Glaswegian director Bill Forsyth stated straight away that as a child he was not particularly interested in cinema. Forsyth’s father took him to his first movie when he was five years old. ”I don’t remember the movie at all. It was some ridiculous slapstick, black and white. I thought that that is not for me.”

Forsyth planned a career as a journalist, but as a student he discovered that he was not an academic person. He tried out all sorts of jobs, such as selling cleaning supplies to housewives door-to-door, and first entered the film industry as a production assistant by chance via a job advertisement in a newspaper. The idea of making his own movies festered in his mind for a long time. At one point Forsyth had a job photographing soccer matches and he noticed that he was saving all the unused film. ”It became like an obsession to me, gathering that film. It was a treasure.”

From the very beginning of his professional career, Forsyth has always been interested in the language of cinema – in how all the various elements come together to form something that can be called a film. His debut, The Language, combining sound and mostly black images, concentrated on this very problem of cinematic expression.

What fascinates the Scottish director most in filmmaking is the writing process, because at that stage everything is still possible. What he enjoys least is the actual filming. ”The camera limits everything. When you shoot the scene that you have written, you are killing it. Up until that point it could have been anything, but everything that an actor does is there and it can not be anything else.”

Forsyth has worked with world-famous stars such as Robin Williams (Being Human, 1994) and Burt Reynolds (Breaking In, 1989). As a shy person himself, Forsyth thinks that directing requires most of all understanding the actors’ craft and being on the same wavelength with them. ”Burt Reynolds was very aware that he had to be convincing as a character actor and demanded all the help he could get. He did not want to be Burt Reynolds, he wanted to be an actor.” Forsyth reveals that he has some regrets concerning Being Human, the film he made with Robin Williams. The project turned into a bloated Hollywood production that the director had trouble keeping up with.

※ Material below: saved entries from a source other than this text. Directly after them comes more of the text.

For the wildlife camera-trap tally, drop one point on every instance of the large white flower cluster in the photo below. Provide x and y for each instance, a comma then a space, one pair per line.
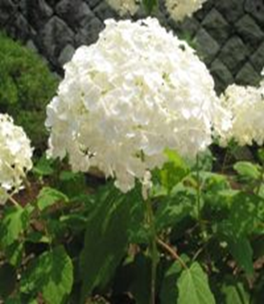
15, 157
124, 7
126, 98
179, 9
246, 104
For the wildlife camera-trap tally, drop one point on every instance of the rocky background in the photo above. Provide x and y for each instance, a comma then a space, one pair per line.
228, 34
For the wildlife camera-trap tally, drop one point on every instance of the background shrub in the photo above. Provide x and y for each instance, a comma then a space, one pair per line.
26, 87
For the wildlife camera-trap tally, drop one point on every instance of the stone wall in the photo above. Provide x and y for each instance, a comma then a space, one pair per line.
228, 34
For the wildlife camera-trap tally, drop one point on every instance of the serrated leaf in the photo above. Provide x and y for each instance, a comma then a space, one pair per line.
242, 252
246, 213
106, 240
247, 170
51, 274
14, 222
175, 208
49, 196
173, 171
235, 294
43, 167
193, 286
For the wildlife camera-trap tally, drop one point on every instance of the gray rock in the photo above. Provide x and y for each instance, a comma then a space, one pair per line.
31, 45
22, 27
257, 59
68, 11
104, 11
216, 26
256, 9
231, 9
221, 74
234, 54
207, 47
38, 13
90, 32
7, 10
249, 31
66, 54
189, 26
92, 3
247, 75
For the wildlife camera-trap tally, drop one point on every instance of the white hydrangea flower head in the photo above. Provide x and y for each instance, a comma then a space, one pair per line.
15, 157
126, 98
246, 105
124, 7
179, 9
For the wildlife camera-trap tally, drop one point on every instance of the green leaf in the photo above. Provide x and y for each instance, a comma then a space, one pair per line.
43, 167
246, 213
14, 253
174, 208
173, 171
51, 274
49, 196
235, 294
106, 240
247, 170
242, 252
7, 280
15, 221
149, 5
193, 287
169, 292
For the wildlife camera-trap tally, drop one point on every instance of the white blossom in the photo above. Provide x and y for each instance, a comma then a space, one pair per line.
126, 98
124, 7
179, 9
246, 104
15, 157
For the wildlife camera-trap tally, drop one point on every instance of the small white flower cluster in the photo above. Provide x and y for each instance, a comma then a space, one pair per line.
15, 157
179, 9
126, 98
124, 7
246, 104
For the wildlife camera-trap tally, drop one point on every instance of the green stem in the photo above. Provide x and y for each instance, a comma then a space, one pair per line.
198, 200
153, 250
198, 192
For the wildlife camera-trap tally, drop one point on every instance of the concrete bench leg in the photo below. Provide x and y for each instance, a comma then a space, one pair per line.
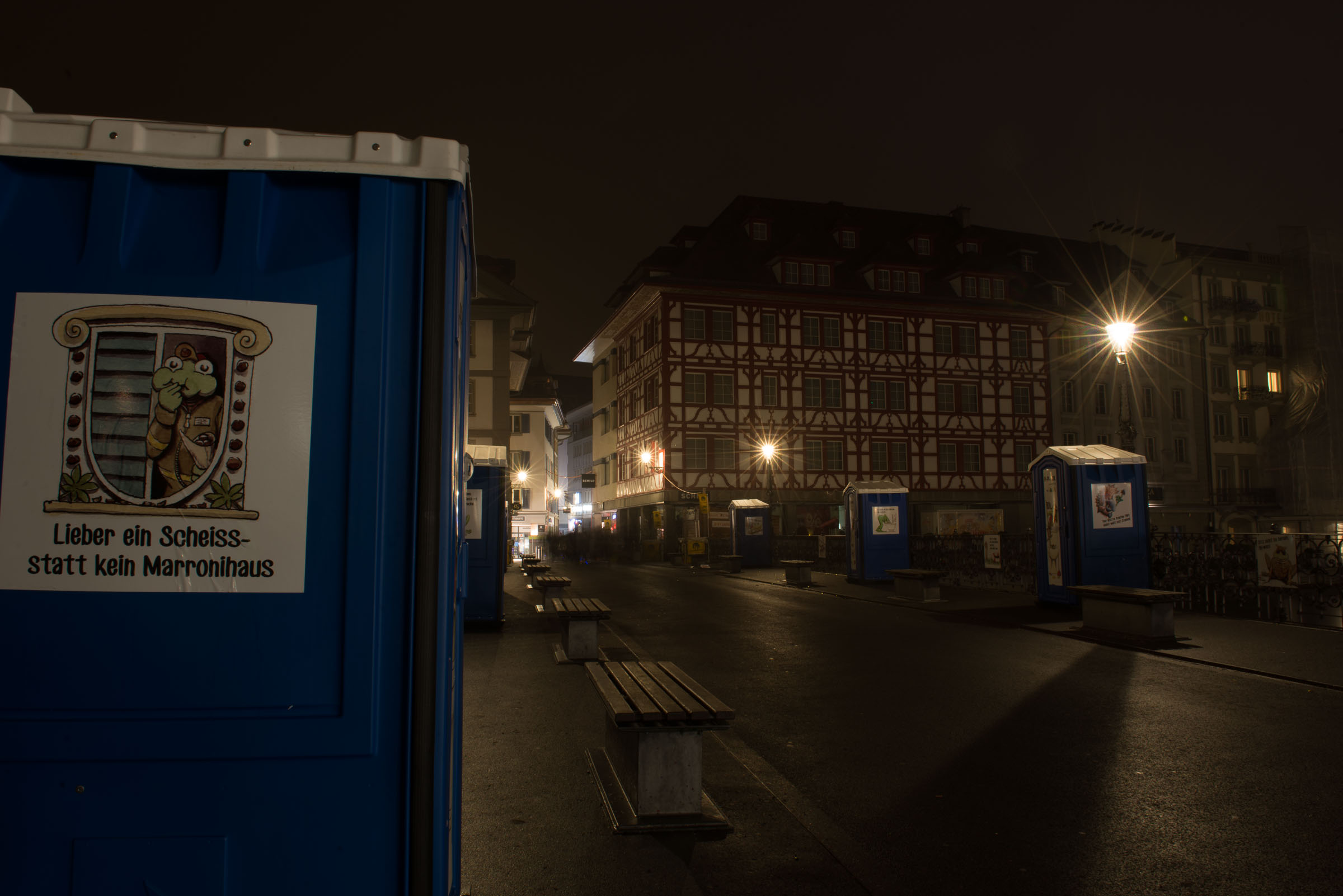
579, 639
661, 772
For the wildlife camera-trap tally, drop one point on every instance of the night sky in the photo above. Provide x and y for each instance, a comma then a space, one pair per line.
597, 133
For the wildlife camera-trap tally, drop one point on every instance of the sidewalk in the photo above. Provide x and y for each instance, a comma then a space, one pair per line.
1293, 652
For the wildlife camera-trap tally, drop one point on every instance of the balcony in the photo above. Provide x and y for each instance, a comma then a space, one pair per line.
1257, 349
1248, 497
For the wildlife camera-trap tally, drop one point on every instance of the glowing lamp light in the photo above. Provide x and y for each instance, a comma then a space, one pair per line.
1120, 337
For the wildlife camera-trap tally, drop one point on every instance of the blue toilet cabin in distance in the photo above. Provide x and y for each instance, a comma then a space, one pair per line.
1091, 520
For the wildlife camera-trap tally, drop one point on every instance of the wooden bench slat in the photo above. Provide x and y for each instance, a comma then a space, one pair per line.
672, 710
717, 708
635, 694
695, 710
616, 702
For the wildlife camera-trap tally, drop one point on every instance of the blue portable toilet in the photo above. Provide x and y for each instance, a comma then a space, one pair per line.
879, 529
487, 533
230, 498
1091, 520
751, 531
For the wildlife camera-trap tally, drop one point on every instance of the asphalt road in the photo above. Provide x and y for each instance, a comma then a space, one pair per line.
938, 754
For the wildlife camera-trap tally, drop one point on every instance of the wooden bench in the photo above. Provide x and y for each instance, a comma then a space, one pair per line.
917, 584
578, 619
797, 572
1139, 615
650, 773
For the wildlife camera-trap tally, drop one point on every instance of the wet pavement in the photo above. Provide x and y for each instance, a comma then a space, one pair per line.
971, 746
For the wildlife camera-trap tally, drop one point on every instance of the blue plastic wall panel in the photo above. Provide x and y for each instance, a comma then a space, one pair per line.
232, 741
751, 540
485, 568
884, 543
1111, 554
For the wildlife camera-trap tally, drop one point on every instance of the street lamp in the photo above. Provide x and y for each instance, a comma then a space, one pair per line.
1120, 339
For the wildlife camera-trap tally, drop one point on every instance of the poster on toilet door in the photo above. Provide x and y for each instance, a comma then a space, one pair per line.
156, 445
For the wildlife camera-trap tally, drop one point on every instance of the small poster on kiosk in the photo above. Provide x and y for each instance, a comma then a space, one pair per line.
1112, 506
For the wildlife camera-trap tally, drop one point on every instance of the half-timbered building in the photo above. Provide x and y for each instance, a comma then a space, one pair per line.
857, 344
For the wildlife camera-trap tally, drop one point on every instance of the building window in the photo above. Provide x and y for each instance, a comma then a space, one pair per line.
693, 324
810, 331
970, 455
834, 393
723, 326
969, 339
696, 454
1025, 454
942, 338
723, 389
1021, 400
834, 455
832, 333
695, 388
811, 392
724, 454
969, 399
811, 454
899, 456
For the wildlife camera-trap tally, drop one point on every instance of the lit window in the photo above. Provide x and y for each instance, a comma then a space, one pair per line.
810, 331
811, 392
693, 324
695, 388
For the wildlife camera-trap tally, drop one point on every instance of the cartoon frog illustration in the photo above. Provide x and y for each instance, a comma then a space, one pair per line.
185, 431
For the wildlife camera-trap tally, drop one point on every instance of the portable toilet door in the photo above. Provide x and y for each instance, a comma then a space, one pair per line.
751, 531
234, 418
879, 529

Forsyth’s last film – at least for now – is Gregory’s Two Girls from 1999. ”I was actually fairly happy and I had lots of ideas. But the film business kind of changed under my feet. I do not know where my movies would be shown except in Britain – people would not go to a mall to see them. I hate to say it, but the feature movie is fading away, and I do not feel attracted to making movies for television.” However, the director says that during the last ten years new ideas have come up and he has had several projects in development.

As his desert island film Forsyth picks – perhaps somewhat surprisingly – Jean-Luc Godard’s Pierrot le fou. What attracts him in Godard’s film is the airiness of the narrative. Also, he saw it for the first time during a turning point in his life: ”Pierrot le fou kind of opened my eyes. It was a part of my education, and I started to work in the film business two or three months later.”